Marni Hodgen, a former state board candidate from Omaha, said working parents do not have time to screen book choices themselves.
Terri Cunningham Swanson, who was recently recalled from the Plattsmouth school board, said it is too hard to get librarians and school administrators to pull books from the shelves.
“How the crap is this even a question?” she asked. “I’m sorry, but the time for niceties is over.
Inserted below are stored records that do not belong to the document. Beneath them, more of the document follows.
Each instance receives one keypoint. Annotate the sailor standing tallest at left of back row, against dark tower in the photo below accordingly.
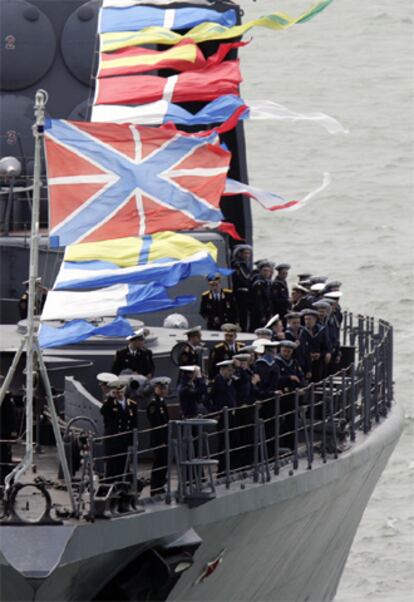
(242, 266)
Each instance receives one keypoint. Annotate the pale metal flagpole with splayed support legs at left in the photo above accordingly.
(31, 343)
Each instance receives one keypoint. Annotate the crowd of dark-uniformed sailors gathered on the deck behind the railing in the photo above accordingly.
(295, 342)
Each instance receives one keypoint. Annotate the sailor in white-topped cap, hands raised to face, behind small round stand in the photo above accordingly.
(192, 392)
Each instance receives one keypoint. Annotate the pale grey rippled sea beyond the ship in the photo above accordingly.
(354, 61)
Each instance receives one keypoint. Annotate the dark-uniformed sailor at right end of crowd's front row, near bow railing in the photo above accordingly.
(315, 337)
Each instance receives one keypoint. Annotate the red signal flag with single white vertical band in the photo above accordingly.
(201, 85)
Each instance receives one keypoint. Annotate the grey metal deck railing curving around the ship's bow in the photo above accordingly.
(252, 442)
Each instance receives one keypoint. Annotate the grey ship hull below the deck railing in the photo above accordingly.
(284, 540)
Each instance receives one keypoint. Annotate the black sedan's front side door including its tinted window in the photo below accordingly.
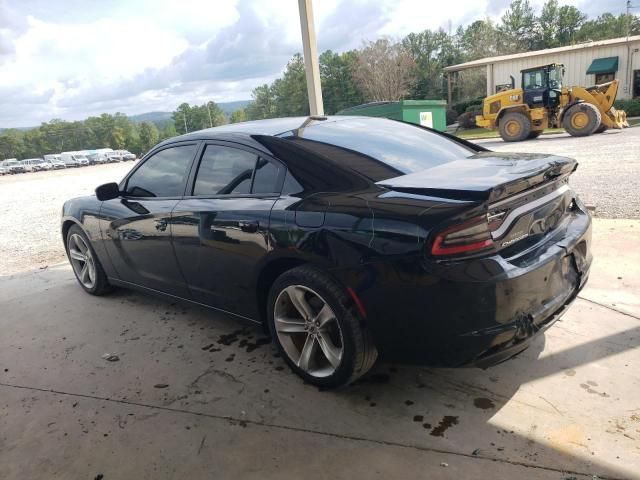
(136, 227)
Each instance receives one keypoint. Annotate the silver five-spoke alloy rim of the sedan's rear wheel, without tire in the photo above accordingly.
(308, 330)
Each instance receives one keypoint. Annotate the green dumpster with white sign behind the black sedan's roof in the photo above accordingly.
(429, 113)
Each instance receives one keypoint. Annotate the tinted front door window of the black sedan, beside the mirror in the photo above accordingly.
(164, 174)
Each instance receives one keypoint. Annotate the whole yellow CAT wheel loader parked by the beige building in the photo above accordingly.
(542, 102)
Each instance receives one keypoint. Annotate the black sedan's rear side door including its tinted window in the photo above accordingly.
(220, 232)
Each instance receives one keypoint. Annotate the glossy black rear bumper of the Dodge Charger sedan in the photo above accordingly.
(477, 312)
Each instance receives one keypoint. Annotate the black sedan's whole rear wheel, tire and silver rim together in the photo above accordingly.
(317, 329)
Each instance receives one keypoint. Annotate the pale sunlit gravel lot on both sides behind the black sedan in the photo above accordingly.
(30, 204)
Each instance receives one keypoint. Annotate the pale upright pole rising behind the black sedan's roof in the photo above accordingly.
(312, 67)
The time has come for flipping some tables and flipping some board seats.”
All four incumbents on the board up for election this year declined to seek reelection.
Promoting personal beliefs?
Doug Kagan of Omaha, who said he was speaking on behalf of Nebraska Taxpayers for Freedom, said falling student test scores in math and science show parents need to get involved.
He said students should be reading books that inspire them into building better bridges or exploring space, instead of books about “why Johnny wants to wear a dress.”
Using some of the same language proponents of the measure have used, Abourezk said people should not use the public schools to push their personal beliefs on other people.
He said that the proposal would “do nothing to stop porn from entering school libraries” and that it would create oversight of school libraries by “people who hate LGBTQ people.”
“Our children would become less tolerant and less understanding of those peers,” he said.
Jessie McGrath, who said she moved to Nebraska to push back against anti-LGBTQ legislators, criticized the Penner proposal as infringing on free speech rights.
She said the state board should not be banning things they personally disagree with when other people have a different view.
”I think you should think long and hard about the constitutional nature of what this is trying to do,” she said.
Correction: This version of the article has been revised to correct the name of the person talking about who would provide oversight of school libraries.